In one of Franz Marc’s sketchbooks that the painter used in 1912 and 1913, there are sketches, watercolours and pen-and-ink drawings that refer to Gustave Flaubert’s novella The Legend of Saint Julian the Hospitaller (1877). After Maria Marc separated the sheets in the sketchbook, some of these sketches entered the Franz Marc Museum, others the Bayerische Staatsgemäldesammlungen through the donation of Sofie and Emanuel Fohn. Marc wrote short sentences, excerpts from the French text, under his depictions so that individual scenes in Flaubert’s narrative are referred to directly in the drawings. It would appear that Marc intended illustrating Flaubert’s novella. What did he find so fascinating in this story?

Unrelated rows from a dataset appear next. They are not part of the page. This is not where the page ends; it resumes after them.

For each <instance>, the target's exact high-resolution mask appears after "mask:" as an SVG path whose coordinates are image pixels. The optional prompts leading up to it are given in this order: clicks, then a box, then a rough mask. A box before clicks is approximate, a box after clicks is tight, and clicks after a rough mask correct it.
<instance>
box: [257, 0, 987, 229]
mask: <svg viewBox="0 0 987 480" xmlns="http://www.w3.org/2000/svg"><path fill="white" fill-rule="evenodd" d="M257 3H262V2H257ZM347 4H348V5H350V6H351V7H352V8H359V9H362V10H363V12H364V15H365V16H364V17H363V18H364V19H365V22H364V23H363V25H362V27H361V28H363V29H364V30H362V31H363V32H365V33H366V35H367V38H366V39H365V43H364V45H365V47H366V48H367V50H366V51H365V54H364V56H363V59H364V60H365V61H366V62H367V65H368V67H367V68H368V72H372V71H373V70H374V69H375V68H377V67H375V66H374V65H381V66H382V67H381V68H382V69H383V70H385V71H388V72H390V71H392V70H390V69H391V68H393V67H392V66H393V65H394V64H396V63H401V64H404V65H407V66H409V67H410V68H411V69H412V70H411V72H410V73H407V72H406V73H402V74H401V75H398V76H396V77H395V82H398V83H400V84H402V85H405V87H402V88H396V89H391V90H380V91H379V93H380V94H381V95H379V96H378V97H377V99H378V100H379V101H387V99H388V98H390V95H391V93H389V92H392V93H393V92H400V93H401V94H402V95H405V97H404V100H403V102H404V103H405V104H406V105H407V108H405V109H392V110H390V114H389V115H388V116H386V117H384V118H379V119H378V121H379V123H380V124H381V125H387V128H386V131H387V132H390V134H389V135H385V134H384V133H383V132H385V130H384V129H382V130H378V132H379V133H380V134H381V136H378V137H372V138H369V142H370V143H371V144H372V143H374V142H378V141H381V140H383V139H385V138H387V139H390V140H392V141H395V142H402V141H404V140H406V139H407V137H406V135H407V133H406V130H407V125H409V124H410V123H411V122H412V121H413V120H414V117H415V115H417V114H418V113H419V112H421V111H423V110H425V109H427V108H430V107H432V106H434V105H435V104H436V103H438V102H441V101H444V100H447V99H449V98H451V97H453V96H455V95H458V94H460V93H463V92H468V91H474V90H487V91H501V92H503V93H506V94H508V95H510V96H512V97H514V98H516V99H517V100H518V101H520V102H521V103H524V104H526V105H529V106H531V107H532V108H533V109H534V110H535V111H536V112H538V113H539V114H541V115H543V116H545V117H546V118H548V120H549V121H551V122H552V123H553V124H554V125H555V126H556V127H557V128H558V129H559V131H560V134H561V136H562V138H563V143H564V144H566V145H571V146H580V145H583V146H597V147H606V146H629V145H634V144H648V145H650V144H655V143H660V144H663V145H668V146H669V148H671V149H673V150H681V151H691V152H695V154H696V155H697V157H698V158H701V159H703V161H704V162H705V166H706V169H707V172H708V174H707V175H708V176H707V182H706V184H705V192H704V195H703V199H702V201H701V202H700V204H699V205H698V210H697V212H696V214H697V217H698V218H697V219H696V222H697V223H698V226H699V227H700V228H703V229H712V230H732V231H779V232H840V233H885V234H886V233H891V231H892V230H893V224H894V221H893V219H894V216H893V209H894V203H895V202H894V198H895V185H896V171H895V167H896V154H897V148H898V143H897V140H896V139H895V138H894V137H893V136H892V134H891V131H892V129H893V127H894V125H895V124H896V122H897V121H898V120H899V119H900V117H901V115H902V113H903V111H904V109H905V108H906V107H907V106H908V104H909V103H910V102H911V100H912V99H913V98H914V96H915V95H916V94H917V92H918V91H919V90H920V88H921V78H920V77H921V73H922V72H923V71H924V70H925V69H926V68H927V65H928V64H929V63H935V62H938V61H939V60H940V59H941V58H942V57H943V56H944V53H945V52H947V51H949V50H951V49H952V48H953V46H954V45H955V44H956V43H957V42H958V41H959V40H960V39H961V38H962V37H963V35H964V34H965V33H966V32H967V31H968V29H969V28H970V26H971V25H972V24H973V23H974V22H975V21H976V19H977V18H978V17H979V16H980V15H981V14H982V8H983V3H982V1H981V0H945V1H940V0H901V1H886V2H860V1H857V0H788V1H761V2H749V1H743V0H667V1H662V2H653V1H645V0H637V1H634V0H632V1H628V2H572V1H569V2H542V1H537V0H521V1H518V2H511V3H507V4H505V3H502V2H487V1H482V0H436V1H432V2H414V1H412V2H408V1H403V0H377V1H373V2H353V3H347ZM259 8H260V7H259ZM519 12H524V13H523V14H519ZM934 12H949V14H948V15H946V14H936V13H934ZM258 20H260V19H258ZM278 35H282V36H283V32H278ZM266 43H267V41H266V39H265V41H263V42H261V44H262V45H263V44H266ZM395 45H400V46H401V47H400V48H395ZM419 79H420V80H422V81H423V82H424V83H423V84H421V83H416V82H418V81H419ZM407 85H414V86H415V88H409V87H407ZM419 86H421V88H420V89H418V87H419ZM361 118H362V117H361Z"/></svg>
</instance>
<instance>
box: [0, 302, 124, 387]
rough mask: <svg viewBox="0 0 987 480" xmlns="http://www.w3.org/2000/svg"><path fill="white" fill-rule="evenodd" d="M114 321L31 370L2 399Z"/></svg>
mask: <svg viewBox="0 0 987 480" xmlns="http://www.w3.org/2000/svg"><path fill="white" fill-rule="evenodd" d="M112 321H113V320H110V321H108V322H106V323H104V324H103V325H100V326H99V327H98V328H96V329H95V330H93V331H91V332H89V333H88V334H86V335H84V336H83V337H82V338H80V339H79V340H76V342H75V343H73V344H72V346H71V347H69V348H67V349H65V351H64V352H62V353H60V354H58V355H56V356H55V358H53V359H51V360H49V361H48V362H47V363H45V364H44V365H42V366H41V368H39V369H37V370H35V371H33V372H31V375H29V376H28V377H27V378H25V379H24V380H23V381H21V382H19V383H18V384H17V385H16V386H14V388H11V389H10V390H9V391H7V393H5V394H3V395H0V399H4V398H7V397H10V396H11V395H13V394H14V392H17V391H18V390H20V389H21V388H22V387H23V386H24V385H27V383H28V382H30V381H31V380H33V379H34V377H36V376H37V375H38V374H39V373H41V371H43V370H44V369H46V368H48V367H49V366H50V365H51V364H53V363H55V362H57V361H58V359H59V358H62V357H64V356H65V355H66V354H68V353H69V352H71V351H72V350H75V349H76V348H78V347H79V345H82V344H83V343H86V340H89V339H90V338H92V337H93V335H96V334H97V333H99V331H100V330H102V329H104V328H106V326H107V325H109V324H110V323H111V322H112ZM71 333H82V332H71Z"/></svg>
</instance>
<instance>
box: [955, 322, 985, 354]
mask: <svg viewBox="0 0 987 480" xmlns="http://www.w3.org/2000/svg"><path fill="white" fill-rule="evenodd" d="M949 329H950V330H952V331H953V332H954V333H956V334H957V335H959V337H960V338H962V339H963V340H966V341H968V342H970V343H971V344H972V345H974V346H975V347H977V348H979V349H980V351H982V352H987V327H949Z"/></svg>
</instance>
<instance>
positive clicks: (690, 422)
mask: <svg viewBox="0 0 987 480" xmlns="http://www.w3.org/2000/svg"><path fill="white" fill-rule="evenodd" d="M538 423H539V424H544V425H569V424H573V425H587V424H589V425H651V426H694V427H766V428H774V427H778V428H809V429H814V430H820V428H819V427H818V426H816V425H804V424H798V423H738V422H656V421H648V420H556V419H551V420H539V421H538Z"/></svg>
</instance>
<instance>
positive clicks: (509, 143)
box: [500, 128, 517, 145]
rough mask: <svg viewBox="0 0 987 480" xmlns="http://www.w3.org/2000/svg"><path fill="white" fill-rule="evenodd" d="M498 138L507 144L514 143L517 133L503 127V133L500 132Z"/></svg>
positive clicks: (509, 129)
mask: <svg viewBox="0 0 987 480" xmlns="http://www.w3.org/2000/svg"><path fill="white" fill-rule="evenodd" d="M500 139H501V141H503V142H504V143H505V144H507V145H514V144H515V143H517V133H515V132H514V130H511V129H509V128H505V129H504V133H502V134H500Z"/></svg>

The drawings, watercolours and paintings that reflect Marc’s reading of Flaubert are presented in the exhibition. In addition, it comprises works from the collection of the Franz Marc Museum that are to be seen in this context. These include not only Marc’s and Klee’s illustrated postcards but also Franz Marc’s abstract works that reflect the spiritual that he actually aspired to capture. These are the ‘new pictures’ that Franz Marc promised Paul Klee after the war that he did not live through.